Saat di mana mesti ada salam perpisahan untukmu. Untuk dirimu, ku alamatkan lambaian tangan yang dahulu sempat berupaya untuk menggapai pinggangmu dan berharap dapat menarik tubuhmu lebih dekat ke dalam pelukan ku. Ucapan selamat berpisah untuk hati yang pernah coba meyakinkan dirimu namun kini berupaya untuk merelakan jalan yang berbeda. Jalan yang sudah kita pilih, masing-masing dan tidak bersama.

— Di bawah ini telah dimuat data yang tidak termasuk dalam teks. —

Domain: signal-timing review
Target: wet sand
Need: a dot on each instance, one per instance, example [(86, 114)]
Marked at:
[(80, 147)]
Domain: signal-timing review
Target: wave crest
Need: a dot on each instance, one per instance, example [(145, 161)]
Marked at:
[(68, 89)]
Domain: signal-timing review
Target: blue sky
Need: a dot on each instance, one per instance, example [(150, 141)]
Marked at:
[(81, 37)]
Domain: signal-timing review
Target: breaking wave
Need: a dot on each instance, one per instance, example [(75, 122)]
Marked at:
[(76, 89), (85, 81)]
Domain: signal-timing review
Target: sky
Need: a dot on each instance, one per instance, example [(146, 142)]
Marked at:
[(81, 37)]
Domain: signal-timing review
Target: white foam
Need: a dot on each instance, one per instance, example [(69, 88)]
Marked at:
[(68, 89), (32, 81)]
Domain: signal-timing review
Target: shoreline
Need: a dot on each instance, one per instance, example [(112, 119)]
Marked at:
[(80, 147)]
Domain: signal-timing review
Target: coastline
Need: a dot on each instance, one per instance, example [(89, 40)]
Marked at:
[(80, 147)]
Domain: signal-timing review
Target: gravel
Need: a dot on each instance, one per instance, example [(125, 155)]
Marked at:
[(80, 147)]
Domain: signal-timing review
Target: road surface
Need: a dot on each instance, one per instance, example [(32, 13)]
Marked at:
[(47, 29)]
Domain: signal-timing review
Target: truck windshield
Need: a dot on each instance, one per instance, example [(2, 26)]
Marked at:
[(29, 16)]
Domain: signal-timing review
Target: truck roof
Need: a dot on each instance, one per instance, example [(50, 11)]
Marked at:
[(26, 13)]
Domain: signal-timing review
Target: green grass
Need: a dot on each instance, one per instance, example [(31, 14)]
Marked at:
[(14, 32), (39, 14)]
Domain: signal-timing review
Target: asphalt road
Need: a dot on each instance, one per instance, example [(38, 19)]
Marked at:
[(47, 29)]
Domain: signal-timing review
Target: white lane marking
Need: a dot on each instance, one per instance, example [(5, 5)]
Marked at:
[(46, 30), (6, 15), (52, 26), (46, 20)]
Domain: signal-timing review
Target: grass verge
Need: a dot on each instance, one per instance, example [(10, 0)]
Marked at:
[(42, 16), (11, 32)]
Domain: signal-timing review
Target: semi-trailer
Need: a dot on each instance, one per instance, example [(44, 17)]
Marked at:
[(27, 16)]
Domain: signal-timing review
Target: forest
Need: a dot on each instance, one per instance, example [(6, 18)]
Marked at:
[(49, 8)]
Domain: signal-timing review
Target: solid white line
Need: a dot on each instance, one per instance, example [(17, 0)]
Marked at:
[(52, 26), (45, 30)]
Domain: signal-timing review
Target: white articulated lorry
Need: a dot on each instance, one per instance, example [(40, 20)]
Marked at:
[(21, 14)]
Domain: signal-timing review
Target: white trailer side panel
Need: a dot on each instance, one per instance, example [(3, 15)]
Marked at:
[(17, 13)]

Mungkin agak terlambat, tapi itu lebih baik dari tidak sama sekali. Itu pepatah tua yang coba ku bungkus menjadi pembenaran tentang tenggat waktu hingga aku menuliskan salam ini. Beberapa hal memang berubah saat ini, namun beberapa detil lain akan tetap sama seperti kemarin. Seperti ketika kau mendorong diriku untuk mengejar apa yang dahulu ku anggap sebagai mimpimu, mimpi orang-orang di sekitar kita berdua, dan bukan mimpi ku.

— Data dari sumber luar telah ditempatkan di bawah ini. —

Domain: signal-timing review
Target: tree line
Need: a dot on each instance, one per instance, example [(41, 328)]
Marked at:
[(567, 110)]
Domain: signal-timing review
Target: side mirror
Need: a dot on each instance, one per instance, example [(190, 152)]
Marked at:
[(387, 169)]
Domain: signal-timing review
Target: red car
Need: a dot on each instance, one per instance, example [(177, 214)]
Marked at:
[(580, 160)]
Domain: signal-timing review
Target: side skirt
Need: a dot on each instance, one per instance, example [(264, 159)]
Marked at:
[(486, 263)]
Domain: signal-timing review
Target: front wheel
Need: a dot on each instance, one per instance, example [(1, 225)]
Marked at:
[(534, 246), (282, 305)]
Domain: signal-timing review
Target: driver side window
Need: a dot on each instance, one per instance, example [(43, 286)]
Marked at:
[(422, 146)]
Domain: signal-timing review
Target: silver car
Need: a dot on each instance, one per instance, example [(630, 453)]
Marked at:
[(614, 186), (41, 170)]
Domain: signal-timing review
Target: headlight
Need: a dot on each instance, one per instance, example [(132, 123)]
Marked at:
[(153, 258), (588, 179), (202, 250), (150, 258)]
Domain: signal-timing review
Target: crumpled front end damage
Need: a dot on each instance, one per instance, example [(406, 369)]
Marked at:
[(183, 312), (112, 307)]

Kau tetap akan menjadi bagian dari ingatan akan kehidupan yang pernah ku jalani. Senyum, tawa serta emosi yang pernah meledak di dalam dirimu telah menjadi penanda masa lalu yang memiliki ruang tinggal di dalam kompilasi yang ku sebut; kenangan. Dirimu, tidak akan begitu saja hilang. Meski aku tak bisa memberikan garansi seberapa lama ia akan mampu tinggal. Setidaknya hingga hari ini, hingga ketika aku menulis surat pendek ini, ingatan tentang dirimu masih bersesak-sesak dengan cerita-cerita lain dari bagian hidupku yang lain. Kau kini ada di situ; di bagian yang lain.

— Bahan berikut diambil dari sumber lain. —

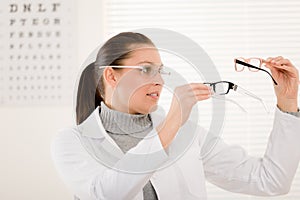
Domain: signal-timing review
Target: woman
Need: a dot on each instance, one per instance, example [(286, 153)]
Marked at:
[(120, 148)]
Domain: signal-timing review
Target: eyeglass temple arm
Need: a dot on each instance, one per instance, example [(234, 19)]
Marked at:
[(248, 65)]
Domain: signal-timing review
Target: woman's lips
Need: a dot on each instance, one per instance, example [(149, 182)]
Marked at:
[(154, 95)]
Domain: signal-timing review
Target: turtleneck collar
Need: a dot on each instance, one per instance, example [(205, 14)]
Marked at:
[(117, 122)]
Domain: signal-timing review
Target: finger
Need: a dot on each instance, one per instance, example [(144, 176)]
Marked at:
[(280, 66)]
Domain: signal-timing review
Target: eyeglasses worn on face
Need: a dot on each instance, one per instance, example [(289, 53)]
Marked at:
[(223, 88), (253, 64), (148, 71)]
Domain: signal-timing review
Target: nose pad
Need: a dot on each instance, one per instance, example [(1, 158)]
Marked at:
[(157, 79)]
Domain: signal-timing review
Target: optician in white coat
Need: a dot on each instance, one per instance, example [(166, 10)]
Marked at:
[(93, 166), (226, 166)]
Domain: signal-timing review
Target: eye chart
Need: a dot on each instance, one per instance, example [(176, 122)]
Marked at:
[(38, 52)]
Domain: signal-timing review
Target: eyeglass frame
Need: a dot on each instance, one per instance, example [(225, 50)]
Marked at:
[(160, 70), (232, 86), (237, 61)]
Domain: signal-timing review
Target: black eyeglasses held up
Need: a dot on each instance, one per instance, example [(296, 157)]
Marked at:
[(223, 87), (250, 64)]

Tak akan ada ucapan terima kasih karena aku meyakini bahwa apapun yang pernah terjadi di antara kita berdua, adalah kesengajaan. Pertemuan hingga perpisahan kemarin, adalah utopia yang sempat kita biarkan hidup meski dengan kemungkinan paling minimal. Dan itu membuatku merasa bangga telah memiliki sebagian dari dirimu di masa lalu.

Kau, optimisme dan keyakinanmu akan Tuhan, semua potongan peristiwa di mana aku menemukan dirimu, segala yang masih terekam di otak ku, kini bukan lagi sesuatu yang spesial. Karena titik ini, adalah saat di mana aku memberikan tempat kepadamu sebagai bagian dari hari kemarin.

Dan kemarin bagiku, adalah sesuatu yang hanya untuk dikenang. Bukan untuk dihidupi.